As the Telecom Regulatory Authority of India (Trai) gets into the final lap to finalise the new interconnect user charge (IUC), the country’s third largest telecom operator, Idea Cellular, on Thursday dashed off its second letter to the regulator, offering its solution on the matter, for which it is open to further discussions with the Authority.
Since the general perception is that Trai wants to move to the bill and keep model for termination rates (which means zero), as against 14 paise per minute currently, because the cost of termination on 4G Volte network is very low, Idea Cellular’s managing director Himanshu Kapania, in his letter to Trai chairman RS Sharma, has said that today more than 95% of the voice calls terminate on non-VoLTE networks. He has written that VoLTE-based 4G termination of calls is less than 5%.
Putting his case for not moving to a BAK model, which suits just one operator (a reference to Reliance Jio, which has a fully-Volte network), Kapania has offered two solutions on fixing the new rates. He has said that the authority can bifurcate the total traffic terminating on Volte and non-Volte networks, and then on the basis of cost data and weightage between the two types of networks arrive at the new rates.
Alternatively, he has suggested that each operator segregate the traffic terminating on Volte and non-Volte networks and accordingly, the authority fixes the rate for the two on real-time traffic trends.

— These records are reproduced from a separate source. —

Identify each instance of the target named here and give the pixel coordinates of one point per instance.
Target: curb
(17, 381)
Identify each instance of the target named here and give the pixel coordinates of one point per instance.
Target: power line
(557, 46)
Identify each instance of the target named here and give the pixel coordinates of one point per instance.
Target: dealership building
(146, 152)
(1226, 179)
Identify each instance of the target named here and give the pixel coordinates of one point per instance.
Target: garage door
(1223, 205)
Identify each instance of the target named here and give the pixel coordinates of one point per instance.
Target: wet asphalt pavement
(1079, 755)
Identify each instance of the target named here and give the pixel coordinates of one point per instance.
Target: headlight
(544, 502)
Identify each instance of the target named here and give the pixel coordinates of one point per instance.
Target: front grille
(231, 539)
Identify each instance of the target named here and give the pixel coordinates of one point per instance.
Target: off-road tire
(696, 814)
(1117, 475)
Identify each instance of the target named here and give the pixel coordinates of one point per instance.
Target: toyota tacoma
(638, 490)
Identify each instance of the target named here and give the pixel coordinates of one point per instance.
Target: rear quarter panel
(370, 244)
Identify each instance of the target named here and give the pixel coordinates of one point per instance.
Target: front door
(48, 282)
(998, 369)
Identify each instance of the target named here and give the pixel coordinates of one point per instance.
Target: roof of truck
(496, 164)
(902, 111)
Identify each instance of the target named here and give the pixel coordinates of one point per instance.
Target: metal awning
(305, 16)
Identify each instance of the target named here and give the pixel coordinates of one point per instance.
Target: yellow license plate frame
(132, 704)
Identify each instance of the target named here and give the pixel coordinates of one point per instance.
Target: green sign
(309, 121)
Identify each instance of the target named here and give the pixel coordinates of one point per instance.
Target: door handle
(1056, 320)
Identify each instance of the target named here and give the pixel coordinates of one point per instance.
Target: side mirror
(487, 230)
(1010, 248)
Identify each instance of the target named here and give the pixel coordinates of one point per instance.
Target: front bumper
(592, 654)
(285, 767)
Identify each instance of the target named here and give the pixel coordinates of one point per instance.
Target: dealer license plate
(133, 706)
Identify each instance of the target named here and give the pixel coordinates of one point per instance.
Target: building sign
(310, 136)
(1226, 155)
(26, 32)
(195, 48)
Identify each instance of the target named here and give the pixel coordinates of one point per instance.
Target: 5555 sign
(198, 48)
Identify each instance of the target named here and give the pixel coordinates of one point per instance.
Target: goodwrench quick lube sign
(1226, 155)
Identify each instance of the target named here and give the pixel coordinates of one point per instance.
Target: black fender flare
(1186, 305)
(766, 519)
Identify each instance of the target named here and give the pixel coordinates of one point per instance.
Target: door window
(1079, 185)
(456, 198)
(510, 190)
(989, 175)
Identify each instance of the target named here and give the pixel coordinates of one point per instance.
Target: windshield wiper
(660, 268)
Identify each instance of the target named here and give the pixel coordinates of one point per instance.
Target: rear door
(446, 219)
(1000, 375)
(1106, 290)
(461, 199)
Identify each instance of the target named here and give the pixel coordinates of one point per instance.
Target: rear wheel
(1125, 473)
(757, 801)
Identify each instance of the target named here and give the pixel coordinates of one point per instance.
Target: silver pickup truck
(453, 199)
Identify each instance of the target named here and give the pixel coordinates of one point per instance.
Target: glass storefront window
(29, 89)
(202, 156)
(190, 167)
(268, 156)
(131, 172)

Prior to Kapania’s letter, Aditya Birla group (owners of Idea) chairman Kumar Mangalam Birla had also written a letter to the Trai chairman on August 21, basically urging the regulator to share its costing methodology with the operators so that the consultation process could take place in a transparent manner.
Speaking to FE, Kapania said that it is a “myth” that termination cost of 4G network is cheaper or 4G VoLTE is cheaper.

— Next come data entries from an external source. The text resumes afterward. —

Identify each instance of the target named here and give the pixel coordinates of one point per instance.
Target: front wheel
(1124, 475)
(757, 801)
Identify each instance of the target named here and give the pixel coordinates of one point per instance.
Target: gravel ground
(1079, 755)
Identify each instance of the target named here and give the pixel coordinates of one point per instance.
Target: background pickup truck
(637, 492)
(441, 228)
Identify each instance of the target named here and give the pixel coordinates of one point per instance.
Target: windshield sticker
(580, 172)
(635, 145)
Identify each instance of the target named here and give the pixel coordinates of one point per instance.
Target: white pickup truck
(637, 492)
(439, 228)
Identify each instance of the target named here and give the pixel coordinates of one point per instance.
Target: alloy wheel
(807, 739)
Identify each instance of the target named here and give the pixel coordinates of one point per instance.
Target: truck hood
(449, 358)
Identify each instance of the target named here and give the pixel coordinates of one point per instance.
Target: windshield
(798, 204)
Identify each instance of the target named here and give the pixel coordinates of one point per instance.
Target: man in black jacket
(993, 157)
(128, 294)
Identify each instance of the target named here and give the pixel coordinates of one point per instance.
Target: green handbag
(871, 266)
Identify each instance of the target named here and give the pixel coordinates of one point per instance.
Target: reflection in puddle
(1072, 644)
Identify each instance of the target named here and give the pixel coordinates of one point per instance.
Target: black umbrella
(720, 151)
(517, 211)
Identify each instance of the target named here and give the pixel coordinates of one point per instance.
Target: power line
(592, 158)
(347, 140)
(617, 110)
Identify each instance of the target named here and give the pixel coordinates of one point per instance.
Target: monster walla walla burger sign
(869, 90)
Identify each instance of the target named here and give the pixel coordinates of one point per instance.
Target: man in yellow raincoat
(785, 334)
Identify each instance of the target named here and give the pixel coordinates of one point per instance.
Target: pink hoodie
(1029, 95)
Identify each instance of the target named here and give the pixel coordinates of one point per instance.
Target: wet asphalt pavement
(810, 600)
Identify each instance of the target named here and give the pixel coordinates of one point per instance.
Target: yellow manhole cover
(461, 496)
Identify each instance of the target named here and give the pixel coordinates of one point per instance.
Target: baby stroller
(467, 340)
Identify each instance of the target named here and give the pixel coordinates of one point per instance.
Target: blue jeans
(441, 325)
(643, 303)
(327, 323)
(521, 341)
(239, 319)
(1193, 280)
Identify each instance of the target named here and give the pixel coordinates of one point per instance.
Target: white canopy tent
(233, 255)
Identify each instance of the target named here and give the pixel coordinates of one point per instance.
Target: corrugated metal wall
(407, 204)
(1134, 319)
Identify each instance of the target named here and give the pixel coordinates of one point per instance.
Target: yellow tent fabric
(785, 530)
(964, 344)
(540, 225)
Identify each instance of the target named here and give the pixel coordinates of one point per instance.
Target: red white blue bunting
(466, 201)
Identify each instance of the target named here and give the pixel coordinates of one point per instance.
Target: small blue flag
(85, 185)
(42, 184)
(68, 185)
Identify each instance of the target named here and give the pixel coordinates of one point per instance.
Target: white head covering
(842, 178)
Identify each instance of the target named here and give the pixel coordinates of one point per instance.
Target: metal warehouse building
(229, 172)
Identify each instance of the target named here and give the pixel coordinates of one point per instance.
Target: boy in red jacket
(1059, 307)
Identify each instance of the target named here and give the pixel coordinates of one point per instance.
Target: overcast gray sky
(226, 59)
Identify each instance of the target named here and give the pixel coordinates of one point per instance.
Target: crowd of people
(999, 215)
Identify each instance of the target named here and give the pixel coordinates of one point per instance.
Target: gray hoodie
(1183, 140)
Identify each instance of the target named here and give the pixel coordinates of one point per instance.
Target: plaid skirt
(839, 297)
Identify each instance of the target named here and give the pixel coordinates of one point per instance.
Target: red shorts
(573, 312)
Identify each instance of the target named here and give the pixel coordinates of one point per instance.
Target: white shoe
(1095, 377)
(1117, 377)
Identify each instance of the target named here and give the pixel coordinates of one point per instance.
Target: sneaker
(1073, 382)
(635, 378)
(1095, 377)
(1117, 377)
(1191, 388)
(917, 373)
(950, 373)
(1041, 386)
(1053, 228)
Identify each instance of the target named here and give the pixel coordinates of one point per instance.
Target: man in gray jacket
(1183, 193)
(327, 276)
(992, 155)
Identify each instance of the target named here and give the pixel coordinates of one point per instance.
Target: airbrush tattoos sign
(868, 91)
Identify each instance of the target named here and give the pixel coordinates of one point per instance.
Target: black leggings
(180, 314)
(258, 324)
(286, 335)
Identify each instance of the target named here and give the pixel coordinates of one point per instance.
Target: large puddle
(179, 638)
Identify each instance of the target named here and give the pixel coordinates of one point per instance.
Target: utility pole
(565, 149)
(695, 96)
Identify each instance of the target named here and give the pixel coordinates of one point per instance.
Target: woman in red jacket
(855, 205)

He said that first and foremost, the termination cost of the above should be verified, which is not verified as of now. “If the government verifies the cost and it is found to be lower — then the traffic between 2G, 3G and 4G is 95%, while traffic between VoLTE is 5%. Our cost is 30 paisa and assume the VoLTE cost is 20 paisa, though we do not know what it is, so one way to resolve this is to use weighted average and arrive at an IUC rate.”

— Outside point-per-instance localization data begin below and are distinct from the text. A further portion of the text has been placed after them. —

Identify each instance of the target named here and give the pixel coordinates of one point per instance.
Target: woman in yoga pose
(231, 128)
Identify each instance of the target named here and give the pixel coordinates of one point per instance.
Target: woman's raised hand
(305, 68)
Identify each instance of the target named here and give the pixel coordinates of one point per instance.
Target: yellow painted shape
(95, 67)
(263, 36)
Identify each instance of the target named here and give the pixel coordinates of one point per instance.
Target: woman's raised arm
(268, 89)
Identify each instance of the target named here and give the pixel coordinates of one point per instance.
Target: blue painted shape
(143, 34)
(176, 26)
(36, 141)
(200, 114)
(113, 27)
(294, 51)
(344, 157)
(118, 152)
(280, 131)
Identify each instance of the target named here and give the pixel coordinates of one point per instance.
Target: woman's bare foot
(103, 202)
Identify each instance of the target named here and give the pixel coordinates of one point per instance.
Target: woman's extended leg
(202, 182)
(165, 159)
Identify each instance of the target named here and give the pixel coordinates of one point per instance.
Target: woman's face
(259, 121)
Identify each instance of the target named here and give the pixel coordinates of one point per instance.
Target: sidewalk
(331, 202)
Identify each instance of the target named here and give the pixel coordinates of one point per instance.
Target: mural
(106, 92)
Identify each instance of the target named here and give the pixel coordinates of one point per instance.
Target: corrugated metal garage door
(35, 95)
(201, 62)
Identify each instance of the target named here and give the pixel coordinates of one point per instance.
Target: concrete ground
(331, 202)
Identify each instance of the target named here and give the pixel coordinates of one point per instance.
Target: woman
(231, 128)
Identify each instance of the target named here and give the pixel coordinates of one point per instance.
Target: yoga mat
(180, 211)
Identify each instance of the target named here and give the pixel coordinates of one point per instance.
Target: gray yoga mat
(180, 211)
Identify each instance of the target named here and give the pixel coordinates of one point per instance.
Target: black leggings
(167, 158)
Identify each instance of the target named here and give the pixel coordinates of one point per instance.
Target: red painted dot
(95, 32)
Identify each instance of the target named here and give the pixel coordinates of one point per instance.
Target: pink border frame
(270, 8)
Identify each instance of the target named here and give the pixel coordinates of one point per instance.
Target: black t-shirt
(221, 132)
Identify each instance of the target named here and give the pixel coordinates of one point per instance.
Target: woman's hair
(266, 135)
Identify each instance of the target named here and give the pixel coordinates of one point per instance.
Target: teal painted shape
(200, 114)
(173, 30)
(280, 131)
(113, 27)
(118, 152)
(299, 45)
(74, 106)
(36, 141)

He said Idea’s choice is the proposal of weighted average cost for determining the IUC rates, but it would be okay in case the regulator decides for the second option.
He said that a BAK regime would benefit only one operator at the cost of all other existing operators due to persisting high asymmetry of voice traffic in the range of 9-10:1, even after one full year of operations and a large subscriber base.
According to rough estimates drawn up by Kotak Institutional Equities, if mobile termination rate is made zero for Bharti Airtel, it would mean a direct hit of 10-11% or Rs 1,800-2,000 crore to its wireless Ebitda per quarter. Similarly, for Idea Cellular, the hit would be around 16-17% or Rs 1,100-1,200 crore per quarter.
However, for Reliance Jio it would mean a saving of nearly Rs 7,000-7,500 crore in its interconnect bill on a quarterly basis.
According to Kotak’s estimates, even if there is a 50% cut in termination rates for Bharti, this would mean a direct 5.5% hit to its Ebitda and 8-9% for Idea. Quite the contrary for Jio, it would mean annualised saving of Rs 2,700 crore. Kotak has estimated that Jio’s net interconnect bill currently runs at around Rs 4,500 crore per month.